Our first day started with a tour of the emergency department. My preceptor showed us the divisions of the emergency room, trauma bays, MRIs/CT scanners, and pharmacy workplace. She showed us how the staff communicates via electronic workflow boards, and how they are assigned to different sections of the ED. My classmate and I met with other pharmacists, and then we began to dive into the day to day activities of an emergency department pharmacist.
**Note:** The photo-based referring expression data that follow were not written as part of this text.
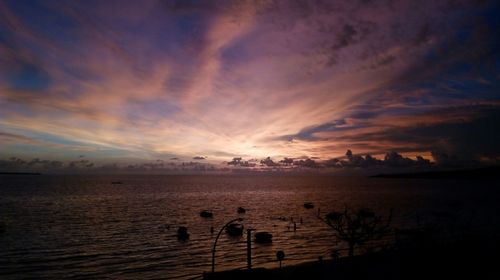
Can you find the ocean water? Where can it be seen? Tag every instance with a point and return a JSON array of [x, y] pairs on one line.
[[84, 227]]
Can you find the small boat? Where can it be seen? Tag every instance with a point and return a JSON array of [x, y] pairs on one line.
[[182, 233], [234, 229], [308, 205], [263, 237], [206, 214]]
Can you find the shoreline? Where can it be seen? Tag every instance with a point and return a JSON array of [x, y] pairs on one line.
[[456, 260]]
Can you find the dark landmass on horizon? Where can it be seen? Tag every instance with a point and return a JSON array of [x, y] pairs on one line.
[[476, 173], [20, 173]]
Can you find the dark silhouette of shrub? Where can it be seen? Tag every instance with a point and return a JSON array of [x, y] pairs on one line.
[[355, 227]]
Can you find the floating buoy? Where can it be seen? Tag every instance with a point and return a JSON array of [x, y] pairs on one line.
[[206, 214]]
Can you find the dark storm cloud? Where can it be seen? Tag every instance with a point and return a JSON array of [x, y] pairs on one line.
[[466, 138], [307, 133]]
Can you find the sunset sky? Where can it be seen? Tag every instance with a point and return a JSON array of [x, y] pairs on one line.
[[132, 82]]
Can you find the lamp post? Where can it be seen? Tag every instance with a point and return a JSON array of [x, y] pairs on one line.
[[217, 238]]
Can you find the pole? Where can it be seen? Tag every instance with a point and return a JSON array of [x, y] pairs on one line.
[[217, 238], [249, 249]]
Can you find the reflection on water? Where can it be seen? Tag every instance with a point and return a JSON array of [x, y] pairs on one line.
[[87, 227]]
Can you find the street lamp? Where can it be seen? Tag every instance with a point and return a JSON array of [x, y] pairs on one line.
[[217, 238]]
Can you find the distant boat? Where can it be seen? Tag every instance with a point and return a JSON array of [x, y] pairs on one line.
[[182, 233], [234, 229], [206, 214], [263, 237], [308, 205]]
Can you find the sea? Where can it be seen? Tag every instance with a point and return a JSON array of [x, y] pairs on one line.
[[125, 226]]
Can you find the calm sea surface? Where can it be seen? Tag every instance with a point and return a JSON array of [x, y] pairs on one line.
[[84, 227]]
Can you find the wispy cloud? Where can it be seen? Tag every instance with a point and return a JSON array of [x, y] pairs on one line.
[[179, 79]]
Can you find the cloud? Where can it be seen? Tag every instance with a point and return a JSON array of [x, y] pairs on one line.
[[252, 79], [199, 158]]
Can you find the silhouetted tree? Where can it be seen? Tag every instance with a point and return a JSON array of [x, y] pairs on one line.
[[357, 227]]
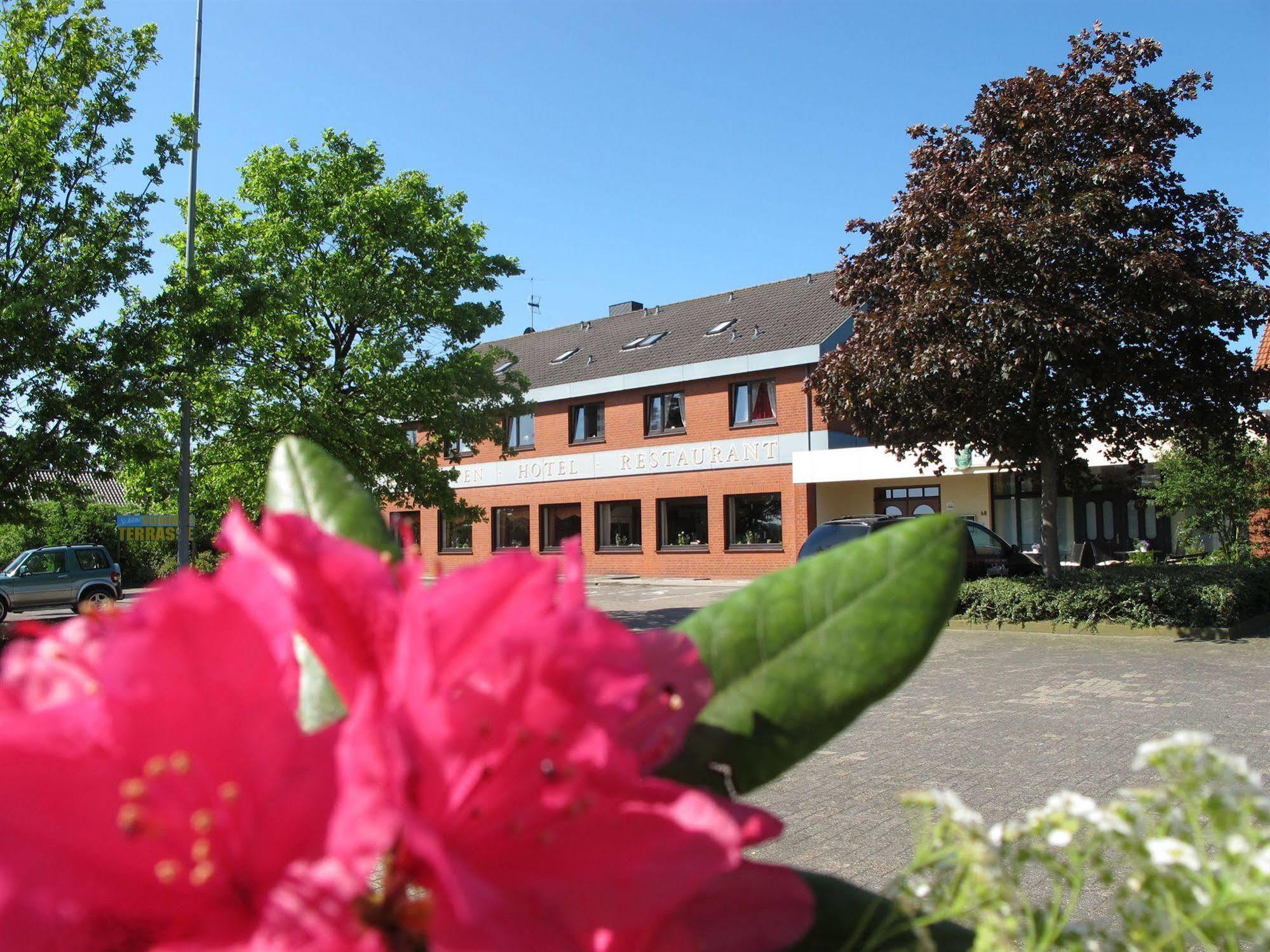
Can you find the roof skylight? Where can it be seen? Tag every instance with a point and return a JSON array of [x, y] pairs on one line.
[[645, 340]]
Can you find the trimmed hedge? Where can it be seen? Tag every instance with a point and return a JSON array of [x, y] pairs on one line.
[[1177, 596]]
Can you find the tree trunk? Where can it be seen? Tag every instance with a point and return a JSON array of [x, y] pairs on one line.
[[1050, 516]]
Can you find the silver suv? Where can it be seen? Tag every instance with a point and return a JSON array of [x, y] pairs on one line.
[[60, 577]]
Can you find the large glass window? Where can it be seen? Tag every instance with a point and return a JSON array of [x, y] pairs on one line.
[[753, 403], [587, 423], [560, 522], [663, 413], [456, 535], [618, 525], [755, 520], [684, 523], [520, 432], [511, 527], [1017, 512]]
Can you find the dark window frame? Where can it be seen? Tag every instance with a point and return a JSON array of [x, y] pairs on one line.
[[600, 423], [732, 546], [732, 404], [451, 453], [544, 513], [516, 418], [665, 431], [662, 545], [442, 549], [638, 522], [496, 542]]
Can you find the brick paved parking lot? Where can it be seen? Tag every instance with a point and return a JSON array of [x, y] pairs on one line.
[[1004, 719]]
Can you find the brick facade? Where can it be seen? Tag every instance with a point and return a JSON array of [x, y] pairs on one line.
[[706, 409]]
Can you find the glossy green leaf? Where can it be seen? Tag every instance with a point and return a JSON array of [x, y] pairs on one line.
[[853, 920], [307, 480], [799, 654]]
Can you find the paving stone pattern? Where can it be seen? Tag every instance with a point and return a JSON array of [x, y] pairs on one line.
[[1003, 719]]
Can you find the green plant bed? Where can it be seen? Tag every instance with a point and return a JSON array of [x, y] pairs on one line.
[[1178, 596]]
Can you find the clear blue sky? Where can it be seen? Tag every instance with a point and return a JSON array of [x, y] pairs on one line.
[[663, 151]]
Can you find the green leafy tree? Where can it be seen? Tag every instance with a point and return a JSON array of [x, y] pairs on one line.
[[69, 235], [1221, 488], [1047, 279], [328, 302]]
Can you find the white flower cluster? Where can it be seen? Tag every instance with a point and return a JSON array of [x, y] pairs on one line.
[[1188, 861]]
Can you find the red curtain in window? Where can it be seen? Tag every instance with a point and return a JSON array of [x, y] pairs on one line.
[[762, 404]]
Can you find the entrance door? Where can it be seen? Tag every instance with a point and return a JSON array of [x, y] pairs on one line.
[[907, 500]]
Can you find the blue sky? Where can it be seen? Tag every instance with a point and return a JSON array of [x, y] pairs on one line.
[[663, 151]]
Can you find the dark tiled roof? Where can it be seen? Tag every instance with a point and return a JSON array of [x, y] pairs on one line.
[[794, 312], [1262, 361], [99, 489]]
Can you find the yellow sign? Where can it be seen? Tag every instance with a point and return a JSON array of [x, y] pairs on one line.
[[146, 527]]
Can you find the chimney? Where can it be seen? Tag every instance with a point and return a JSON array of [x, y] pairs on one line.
[[624, 307]]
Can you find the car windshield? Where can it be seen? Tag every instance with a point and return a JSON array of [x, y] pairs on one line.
[[13, 567]]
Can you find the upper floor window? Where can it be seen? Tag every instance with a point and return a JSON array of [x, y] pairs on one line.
[[753, 403], [520, 432], [587, 423], [663, 413]]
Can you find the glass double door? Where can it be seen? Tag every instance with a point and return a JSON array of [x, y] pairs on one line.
[[907, 500]]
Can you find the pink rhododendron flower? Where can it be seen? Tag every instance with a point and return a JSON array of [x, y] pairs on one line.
[[516, 735], [192, 813]]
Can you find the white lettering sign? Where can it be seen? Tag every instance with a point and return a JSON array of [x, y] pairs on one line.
[[682, 457]]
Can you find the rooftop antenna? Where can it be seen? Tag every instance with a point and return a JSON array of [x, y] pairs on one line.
[[535, 305]]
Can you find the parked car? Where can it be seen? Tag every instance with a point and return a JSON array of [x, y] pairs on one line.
[[60, 577], [986, 553]]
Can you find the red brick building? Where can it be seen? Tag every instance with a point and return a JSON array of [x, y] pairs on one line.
[[662, 436]]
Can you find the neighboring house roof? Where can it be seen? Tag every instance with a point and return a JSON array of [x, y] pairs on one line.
[[794, 314], [1262, 361], [100, 489]]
Our mornings consisted of patient work ups and medication reconciliations. We sorted through patient profiles with our preceptor to identify the most pertinent information. We would first look at the reason for the patient’s visit and then look through physical exam findings, lab results, past and current conditions, and at home medications to better understand the patient’s medical status. If the patient’s at home medication list was not up to date, I would talk with the patient, update their medication list, and verify the information with their community pharmacy. Next, we would look at the medications given at the hospital and determine if they are appropriate based on the patient’s diagnosis and lab values. This allowed me to apply what I had learned in both class and lab in a real practice setting.
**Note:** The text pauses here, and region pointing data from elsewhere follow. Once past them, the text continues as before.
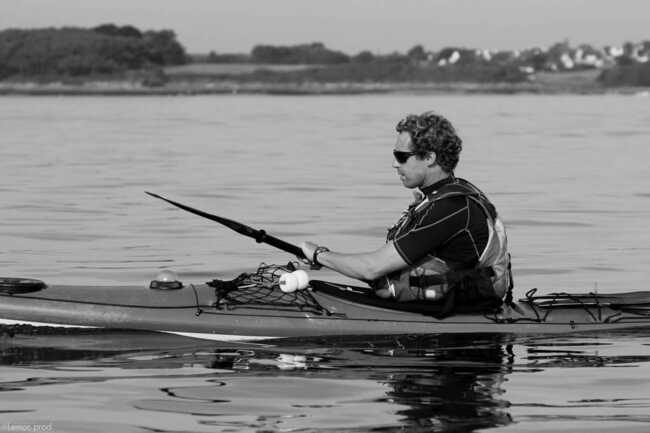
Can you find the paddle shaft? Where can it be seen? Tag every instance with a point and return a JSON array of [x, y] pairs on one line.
[[259, 235]]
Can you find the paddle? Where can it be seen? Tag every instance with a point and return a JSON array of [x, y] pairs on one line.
[[259, 235]]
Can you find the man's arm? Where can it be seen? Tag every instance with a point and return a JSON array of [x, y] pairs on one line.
[[362, 266]]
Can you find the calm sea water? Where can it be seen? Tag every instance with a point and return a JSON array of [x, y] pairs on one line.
[[569, 175]]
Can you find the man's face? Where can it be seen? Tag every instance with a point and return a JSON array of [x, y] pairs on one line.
[[413, 171]]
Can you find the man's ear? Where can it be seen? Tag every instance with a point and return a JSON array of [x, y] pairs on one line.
[[431, 159]]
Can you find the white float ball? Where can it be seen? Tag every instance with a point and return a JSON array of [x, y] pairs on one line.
[[288, 283]]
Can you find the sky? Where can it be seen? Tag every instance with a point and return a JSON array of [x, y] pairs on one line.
[[381, 26]]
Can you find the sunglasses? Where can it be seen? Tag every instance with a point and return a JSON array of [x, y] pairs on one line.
[[401, 156]]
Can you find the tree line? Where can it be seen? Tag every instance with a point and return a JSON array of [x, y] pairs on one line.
[[71, 51]]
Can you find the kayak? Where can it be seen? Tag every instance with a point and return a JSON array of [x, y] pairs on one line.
[[253, 306]]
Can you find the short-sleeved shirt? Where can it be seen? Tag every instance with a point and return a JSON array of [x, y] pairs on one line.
[[453, 229]]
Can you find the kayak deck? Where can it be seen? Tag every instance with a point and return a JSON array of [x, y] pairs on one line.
[[325, 309]]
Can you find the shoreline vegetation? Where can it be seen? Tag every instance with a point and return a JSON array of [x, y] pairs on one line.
[[113, 60]]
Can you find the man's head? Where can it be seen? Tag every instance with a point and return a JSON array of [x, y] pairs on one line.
[[432, 133]]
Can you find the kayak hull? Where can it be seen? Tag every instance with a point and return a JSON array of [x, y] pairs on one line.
[[195, 311]]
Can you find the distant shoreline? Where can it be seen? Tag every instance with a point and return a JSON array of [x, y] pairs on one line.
[[132, 88]]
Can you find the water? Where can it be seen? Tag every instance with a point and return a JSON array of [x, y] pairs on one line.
[[569, 175]]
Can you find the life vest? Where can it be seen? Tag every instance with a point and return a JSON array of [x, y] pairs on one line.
[[432, 278]]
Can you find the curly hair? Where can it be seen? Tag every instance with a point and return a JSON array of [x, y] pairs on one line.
[[431, 132]]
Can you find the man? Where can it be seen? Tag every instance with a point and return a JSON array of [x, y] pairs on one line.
[[449, 243]]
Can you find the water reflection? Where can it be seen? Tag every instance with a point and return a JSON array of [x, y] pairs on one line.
[[439, 383]]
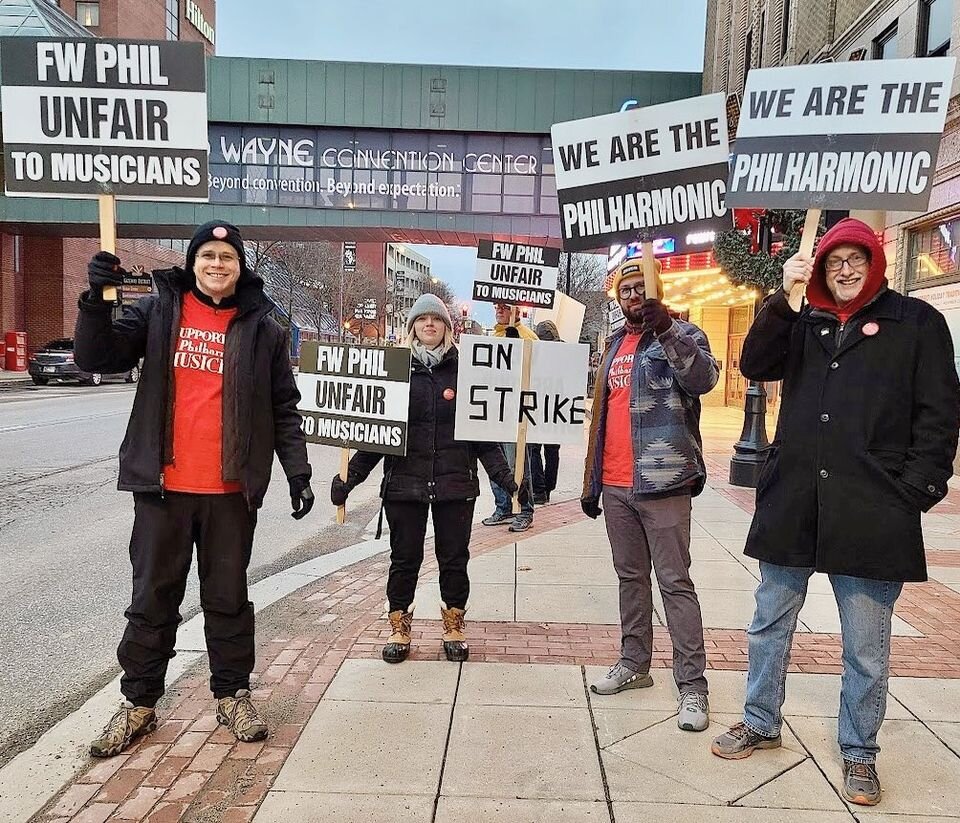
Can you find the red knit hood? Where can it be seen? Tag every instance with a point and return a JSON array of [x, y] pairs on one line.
[[855, 232]]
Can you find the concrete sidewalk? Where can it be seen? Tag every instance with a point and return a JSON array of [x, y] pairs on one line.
[[514, 734]]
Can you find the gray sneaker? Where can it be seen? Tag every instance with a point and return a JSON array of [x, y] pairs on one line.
[[740, 741], [521, 523], [498, 518], [620, 678], [693, 712], [861, 784]]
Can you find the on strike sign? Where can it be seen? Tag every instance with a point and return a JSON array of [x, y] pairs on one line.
[[355, 397], [861, 135], [491, 399], [85, 117], [517, 274], [660, 170]]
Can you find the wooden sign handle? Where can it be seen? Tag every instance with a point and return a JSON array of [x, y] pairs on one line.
[[650, 278], [108, 234], [518, 463], [344, 469], [810, 226]]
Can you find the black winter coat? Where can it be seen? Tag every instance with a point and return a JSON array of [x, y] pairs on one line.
[[437, 468], [260, 394], [866, 437]]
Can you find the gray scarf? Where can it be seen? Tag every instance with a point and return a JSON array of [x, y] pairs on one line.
[[429, 357]]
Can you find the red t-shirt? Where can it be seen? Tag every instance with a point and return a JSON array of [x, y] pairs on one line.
[[197, 465], [618, 439]]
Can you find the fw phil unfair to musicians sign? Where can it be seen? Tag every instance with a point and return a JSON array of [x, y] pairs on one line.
[[517, 274], [861, 135], [84, 117], [355, 397], [660, 170]]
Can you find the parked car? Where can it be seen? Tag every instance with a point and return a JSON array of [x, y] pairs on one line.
[[54, 361]]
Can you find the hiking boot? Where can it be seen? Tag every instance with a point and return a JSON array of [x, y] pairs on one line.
[[620, 678], [693, 712], [740, 741], [239, 715], [498, 518], [398, 644], [454, 640], [861, 785], [521, 523], [127, 724]]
Throughout the rotation, our preceptor would also ask us drug information questions that required us to look through drug information resources and hospital treatment algorithms. Our goal was to assess if the prescribed therapy was appropriate or not for the diagnosis. This was a very important part of the rotation because it gave me a hands-on experience in answering drug information questions. It ultimately helped me better learn where to look for certain information in the resources I was provided.
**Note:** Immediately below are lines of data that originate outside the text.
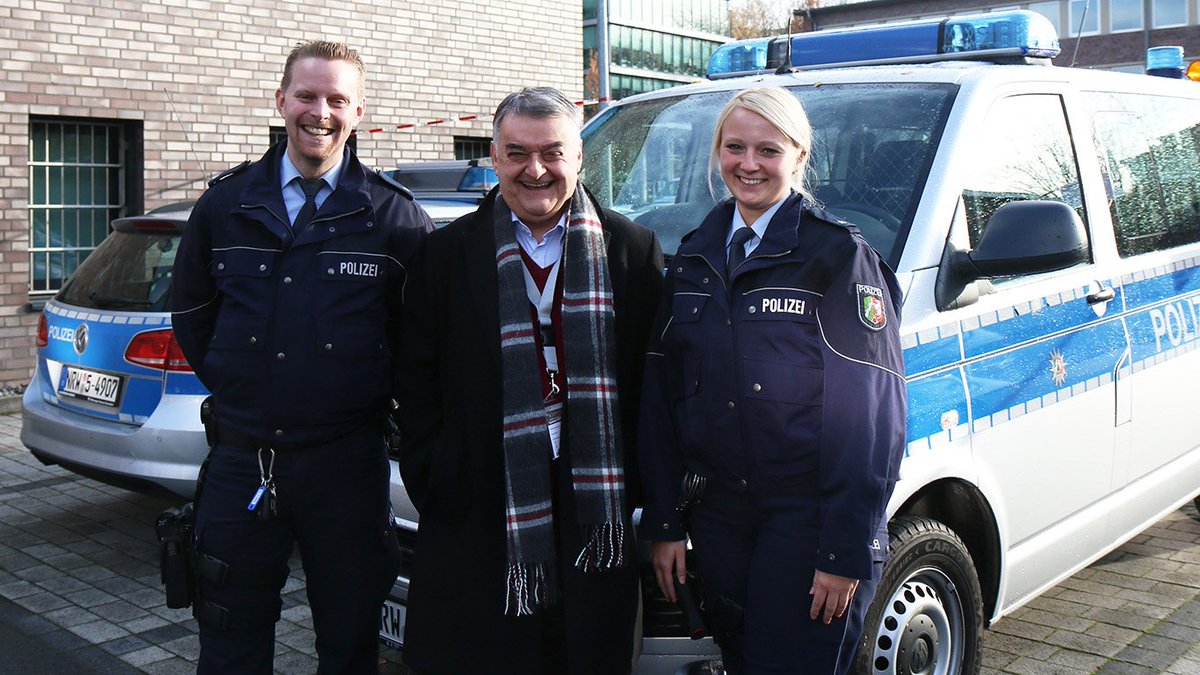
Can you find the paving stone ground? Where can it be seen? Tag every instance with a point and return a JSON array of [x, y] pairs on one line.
[[79, 592]]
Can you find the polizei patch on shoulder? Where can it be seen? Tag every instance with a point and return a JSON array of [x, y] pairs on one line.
[[870, 306]]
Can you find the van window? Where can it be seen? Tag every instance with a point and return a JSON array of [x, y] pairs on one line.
[[1149, 148], [1024, 153], [130, 270], [871, 150]]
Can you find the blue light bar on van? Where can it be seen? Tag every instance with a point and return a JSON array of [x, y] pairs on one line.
[[739, 58], [994, 36]]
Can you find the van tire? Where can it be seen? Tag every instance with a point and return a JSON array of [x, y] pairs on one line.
[[927, 616]]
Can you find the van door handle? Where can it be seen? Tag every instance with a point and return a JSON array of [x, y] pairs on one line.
[[1102, 296]]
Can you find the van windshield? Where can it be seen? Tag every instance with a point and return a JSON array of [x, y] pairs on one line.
[[871, 150]]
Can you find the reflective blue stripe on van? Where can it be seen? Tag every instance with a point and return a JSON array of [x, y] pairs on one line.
[[993, 368]]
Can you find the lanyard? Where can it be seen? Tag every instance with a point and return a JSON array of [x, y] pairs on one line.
[[544, 300]]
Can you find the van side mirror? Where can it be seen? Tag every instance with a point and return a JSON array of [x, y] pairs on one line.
[[1020, 238]]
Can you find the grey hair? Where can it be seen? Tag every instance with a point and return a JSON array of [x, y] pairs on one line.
[[537, 102]]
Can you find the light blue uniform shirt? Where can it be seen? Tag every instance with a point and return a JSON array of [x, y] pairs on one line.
[[545, 252], [293, 195], [759, 227]]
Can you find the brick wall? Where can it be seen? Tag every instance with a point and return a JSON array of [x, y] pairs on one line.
[[201, 77]]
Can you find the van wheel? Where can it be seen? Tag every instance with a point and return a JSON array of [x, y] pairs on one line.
[[927, 617]]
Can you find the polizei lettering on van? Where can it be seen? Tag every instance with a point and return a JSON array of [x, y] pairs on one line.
[[61, 333], [1177, 322]]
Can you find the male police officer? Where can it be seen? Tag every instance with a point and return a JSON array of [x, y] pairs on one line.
[[287, 291]]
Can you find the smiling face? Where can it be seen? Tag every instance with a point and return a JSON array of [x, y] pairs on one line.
[[538, 165], [757, 162], [321, 107]]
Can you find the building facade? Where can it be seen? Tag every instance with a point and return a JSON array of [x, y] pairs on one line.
[[113, 108], [1095, 34], [654, 45]]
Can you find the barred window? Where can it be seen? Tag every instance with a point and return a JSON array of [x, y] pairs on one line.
[[472, 148], [77, 185]]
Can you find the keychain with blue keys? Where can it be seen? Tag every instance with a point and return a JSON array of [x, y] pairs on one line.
[[263, 502]]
During this rotation, I attended a trauma in which the patient was brought in by life flight. I watched how doctors, nurses, medics, technicians, and pharmacists work together to quickly asses and care for patients in critical conditions. This was amazing to witness because I was able to see how vital collaboration is to patient care.
I also spent some time with a member of the respiratory therapy (RT) team. While working with the pharmacist, I saw a broad selection of medications dispensed to patients with very different conditions. I really enjoyed spending time with RT because I learned about specific medications involved in their work such as breathing treatment medications and the use of ventilators.